If a claimant is pursuing a personal injuries claim funded by a CFA, and the solicitors’ firm goes into administration, can the CFA be assigned to a new firm? No, says the County Court at Liverpool. In Jones v Spiral Healthcare (unreported, 11th September 2015, transcript available on Westlaw), the original CFA was entered into validly in 2012. In 2014 the Claimant’s solicitors’ firm became insolvent. Administrators were appointed. The administrators sold all of the extant CFA-funded PI claims to a new firm which took them over. The transaction was supported by a deed of assignment between the administrators and the new firm which was intended by both parties to achieve a transfer of all of the existing CFAs so that the new firm could act on the existing terms. The claim of Jones succeeded and the Claimant’s solicitors claimed the costs due under the CFA, including costs incurred after the assignment. However the Court held that it isn’t possible to assign a CFA. The Court distinguished Jenkins v Young Brothers [2006] 1WLR 3189, in which the High Court had held that it is possible to assign a CFA, on the factual basis that Jenkins involved a client following an individual solicitor whereas in Jones there was no evidence that the Claimant cared about which solicitor was acting for him and so the assignment was a simple business transaction. The Court held that what the parties thought was an assignment was in fact a novation, i.e. a new contract on the same terms as the old, and that the new contract was invalid because it did not comply with the Conditional Fee Agreements Order 2013 which required a success fee to be limited to 25% of general damages. In consequence, the costs due under the old CFA were recoverable but those incurred since the novation were not.

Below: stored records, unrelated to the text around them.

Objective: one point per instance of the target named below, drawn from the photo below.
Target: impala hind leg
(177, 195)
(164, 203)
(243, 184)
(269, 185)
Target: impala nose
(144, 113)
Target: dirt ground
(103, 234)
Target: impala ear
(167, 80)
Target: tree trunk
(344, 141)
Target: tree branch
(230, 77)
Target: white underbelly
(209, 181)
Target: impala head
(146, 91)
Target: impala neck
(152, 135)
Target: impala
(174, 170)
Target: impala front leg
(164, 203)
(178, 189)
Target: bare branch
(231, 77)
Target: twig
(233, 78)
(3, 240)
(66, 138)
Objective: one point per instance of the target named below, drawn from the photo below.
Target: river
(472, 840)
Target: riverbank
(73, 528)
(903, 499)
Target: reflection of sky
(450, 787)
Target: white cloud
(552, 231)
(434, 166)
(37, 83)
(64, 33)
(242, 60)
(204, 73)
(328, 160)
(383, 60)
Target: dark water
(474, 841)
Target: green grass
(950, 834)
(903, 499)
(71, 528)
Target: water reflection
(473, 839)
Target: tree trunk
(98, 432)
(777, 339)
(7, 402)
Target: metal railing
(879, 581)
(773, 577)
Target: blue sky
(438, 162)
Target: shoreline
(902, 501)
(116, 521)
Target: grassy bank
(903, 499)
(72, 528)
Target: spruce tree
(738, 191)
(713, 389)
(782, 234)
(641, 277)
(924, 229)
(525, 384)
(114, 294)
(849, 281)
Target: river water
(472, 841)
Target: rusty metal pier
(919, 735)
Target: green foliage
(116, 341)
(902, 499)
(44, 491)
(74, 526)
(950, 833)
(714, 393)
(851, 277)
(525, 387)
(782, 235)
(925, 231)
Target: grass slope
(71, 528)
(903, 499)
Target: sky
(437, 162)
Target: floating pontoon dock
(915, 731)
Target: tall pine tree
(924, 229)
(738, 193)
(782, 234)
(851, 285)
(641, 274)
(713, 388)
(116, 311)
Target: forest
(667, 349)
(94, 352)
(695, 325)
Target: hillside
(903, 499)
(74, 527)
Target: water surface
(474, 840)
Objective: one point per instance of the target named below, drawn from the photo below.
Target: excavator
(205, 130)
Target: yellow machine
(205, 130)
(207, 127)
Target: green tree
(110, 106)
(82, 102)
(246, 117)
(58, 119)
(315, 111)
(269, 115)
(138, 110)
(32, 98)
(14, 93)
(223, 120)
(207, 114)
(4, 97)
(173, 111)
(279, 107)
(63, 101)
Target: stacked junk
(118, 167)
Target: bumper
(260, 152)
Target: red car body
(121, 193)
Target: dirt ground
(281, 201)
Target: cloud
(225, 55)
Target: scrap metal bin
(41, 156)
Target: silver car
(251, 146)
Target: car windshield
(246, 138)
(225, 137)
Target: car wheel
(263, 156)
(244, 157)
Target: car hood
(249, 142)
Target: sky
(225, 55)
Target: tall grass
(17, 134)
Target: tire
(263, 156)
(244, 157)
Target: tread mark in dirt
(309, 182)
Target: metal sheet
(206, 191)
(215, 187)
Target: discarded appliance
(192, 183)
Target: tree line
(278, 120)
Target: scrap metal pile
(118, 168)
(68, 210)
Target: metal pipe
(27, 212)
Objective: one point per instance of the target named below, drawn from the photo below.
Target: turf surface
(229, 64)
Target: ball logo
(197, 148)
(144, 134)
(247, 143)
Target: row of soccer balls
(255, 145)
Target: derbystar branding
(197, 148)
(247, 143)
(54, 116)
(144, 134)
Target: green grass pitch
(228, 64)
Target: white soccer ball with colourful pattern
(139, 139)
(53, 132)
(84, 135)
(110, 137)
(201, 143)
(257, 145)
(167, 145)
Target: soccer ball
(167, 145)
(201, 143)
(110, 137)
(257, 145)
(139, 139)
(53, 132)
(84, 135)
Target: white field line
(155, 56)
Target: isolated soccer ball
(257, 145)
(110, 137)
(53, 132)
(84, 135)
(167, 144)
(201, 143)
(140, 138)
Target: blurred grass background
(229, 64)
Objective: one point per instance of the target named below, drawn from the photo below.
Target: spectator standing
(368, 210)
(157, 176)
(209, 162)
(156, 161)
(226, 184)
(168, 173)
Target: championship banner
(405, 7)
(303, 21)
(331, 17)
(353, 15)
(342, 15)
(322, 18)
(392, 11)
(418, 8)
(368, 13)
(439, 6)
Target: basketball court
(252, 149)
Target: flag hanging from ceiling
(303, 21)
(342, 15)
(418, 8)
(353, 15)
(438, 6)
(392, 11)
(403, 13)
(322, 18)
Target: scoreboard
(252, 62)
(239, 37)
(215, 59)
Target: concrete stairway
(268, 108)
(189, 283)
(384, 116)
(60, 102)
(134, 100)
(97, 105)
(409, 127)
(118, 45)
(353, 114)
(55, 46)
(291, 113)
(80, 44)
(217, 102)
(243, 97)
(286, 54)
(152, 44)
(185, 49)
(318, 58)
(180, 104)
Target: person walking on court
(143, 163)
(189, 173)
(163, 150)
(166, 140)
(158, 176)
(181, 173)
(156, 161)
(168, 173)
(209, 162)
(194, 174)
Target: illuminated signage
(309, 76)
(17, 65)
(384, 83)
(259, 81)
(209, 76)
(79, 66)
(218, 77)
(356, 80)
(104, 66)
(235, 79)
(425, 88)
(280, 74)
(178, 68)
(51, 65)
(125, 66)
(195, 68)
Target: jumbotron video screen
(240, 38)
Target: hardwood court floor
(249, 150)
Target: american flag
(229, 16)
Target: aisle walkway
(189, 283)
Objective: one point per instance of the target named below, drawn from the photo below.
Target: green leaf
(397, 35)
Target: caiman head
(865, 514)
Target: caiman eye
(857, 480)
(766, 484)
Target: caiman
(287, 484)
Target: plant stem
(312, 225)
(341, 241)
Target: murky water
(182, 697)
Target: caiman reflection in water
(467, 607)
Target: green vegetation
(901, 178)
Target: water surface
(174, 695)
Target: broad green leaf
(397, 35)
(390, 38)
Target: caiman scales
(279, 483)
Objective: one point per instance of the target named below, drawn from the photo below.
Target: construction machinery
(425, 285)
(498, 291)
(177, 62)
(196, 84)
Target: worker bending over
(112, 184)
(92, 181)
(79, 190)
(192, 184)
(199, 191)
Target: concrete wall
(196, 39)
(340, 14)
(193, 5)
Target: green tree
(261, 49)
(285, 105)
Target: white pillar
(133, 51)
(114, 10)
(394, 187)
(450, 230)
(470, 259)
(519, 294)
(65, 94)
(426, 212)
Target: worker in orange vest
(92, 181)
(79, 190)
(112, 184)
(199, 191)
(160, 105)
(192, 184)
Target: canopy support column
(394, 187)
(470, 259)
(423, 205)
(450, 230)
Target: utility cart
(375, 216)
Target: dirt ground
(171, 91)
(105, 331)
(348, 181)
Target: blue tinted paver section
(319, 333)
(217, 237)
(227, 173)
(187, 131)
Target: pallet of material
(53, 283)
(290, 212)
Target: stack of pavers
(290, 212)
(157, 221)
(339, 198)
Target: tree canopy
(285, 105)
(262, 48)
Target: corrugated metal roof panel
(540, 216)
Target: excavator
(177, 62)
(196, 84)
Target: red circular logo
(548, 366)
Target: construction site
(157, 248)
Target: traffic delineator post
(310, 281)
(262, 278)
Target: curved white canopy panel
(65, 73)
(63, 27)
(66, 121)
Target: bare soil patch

It does seem a nonsense that two contracting parties who intend their agreement to be an assignment, have to run the risk that a Court will tell them that contrary to both of their wishes, it is not an assignment but a novation. That is particularly so when the client’s interests were protected in exactly the same manner as they had been all along. However the practical lesson is that those who acquire CFA-funded cases from other firms, whether those firms are insolvent or not, will have to enter into a new CFA with the client and claim their costs under that.